The budget proposal cuts all funding to the Global Climate Change Initiative (GCCI), an initiative housed at the State Department and created as part of President Obama’s Climate Action Plan. The funds the GCCI provides are a critical lifeline for communities on the frontlines of climate change around the world. Not to mention, it funds a huge portion of US bilateral and multilateral programs and partnerships. These programs build resilience in countries around the world that are particularly vulnerable to climate impacts, fund clean energy research and development, support cooperation for countries to pivot toward low-carbon technologies, protect forests and ecosystems from further harm as climate change shifts entire habitats, and so much more. And while Oxfam’s primary concern is lifting people out of poverty, it should at least be noted that many US companies rely on funds like these to spur investment in clean energy and resilience projects around the world that in turn help to build US jobs while strengthening infrastructure abroad.
The budget proposal also slashes the Green Climate Fund, an international fund established to lift people out of poverty and to help countries themselves invest in inclusive, sustainable growth, and the World Bank’s Climate Investment Funds that were established with bipartisan support under the George W. Bush administration.
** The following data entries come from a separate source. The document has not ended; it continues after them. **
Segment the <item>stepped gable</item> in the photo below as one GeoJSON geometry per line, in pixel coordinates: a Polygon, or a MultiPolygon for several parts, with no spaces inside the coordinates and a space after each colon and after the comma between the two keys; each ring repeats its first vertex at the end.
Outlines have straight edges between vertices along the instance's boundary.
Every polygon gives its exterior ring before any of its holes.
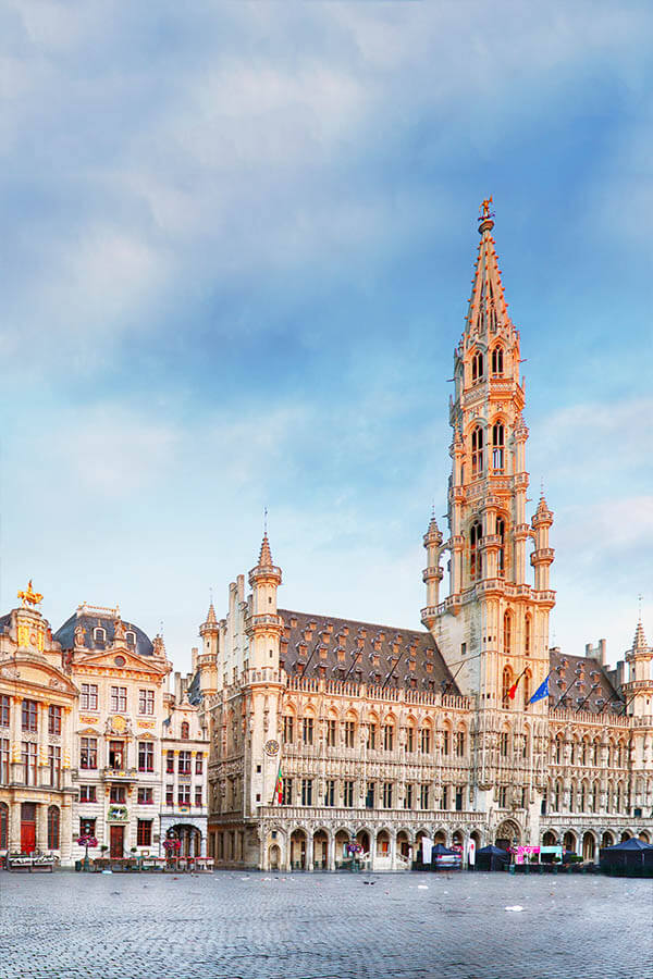
{"type": "MultiPolygon", "coordinates": [[[[104,611],[109,612],[110,609],[106,609],[104,611]]],[[[127,622],[124,619],[121,620],[124,625],[125,632],[133,632],[136,636],[136,645],[132,648],[138,656],[152,656],[155,648],[152,646],[151,640],[145,634],[143,629],[139,629],[138,625],[134,625],[133,622],[127,622]]],[[[113,637],[115,633],[115,618],[111,615],[93,615],[93,614],[84,614],[81,612],[79,609],[74,612],[70,619],[60,625],[60,628],[54,633],[54,639],[58,643],[61,643],[62,649],[73,649],[75,647],[75,629],[82,625],[84,629],[84,642],[83,646],[85,649],[88,649],[89,653],[99,653],[103,649],[108,649],[113,644],[113,637]],[[102,642],[99,639],[95,637],[95,629],[100,627],[104,630],[106,641],[102,642]]],[[[130,644],[127,644],[128,646],[130,644]]]]}
{"type": "Polygon", "coordinates": [[[551,649],[550,657],[553,670],[549,681],[550,707],[557,703],[563,691],[576,679],[581,685],[569,689],[565,694],[565,699],[558,705],[560,709],[574,711],[587,697],[581,710],[587,710],[589,714],[621,712],[624,698],[619,696],[597,659],[590,659],[587,656],[567,656],[559,649],[551,649]],[[597,683],[599,686],[590,693],[594,683],[597,683]]]}
{"type": "Polygon", "coordinates": [[[459,695],[429,632],[279,609],[281,666],[291,676],[459,695]],[[394,667],[394,670],[393,670],[394,667]]]}

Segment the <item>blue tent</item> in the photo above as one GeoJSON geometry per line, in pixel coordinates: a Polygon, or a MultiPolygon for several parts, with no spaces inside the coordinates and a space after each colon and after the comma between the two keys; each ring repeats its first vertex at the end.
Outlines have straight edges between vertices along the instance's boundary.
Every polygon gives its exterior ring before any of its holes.
{"type": "Polygon", "coordinates": [[[601,850],[599,864],[607,873],[653,877],[653,844],[631,837],[630,840],[601,850]]]}

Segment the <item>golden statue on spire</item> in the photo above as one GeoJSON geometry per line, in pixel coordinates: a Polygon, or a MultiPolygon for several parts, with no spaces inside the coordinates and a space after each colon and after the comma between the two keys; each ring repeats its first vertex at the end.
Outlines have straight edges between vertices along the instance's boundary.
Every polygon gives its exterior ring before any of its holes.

Oxfam has championed the Green Climate Fund particularly because it is an equitable mechanism to channel climate finance that allows developing countries to have a say in how the money can best be spent to support their self-determined development pathways. The Fund holds promise in that it’s not heavy-handed aid but rather gives countries the opportunity to invest in inclusive growth, an investment principle that Oxfam has found pays off well into the future.
Zeroing out these programs, as well as other domestic climate programs, hampers the US’s ability to make good on its commitments under the Paris Agreement and represents a huge backsliding in US global influence. It ignores the overwhelming evidence regarding our changing climate and puts millions of people at risk – including in the United States – for the sake of a political win. One thing is certain, we will fight these rollbacks in Congress and we will continue to expose the short-sightedness of this approach for the sake of people living in poverty and future generations.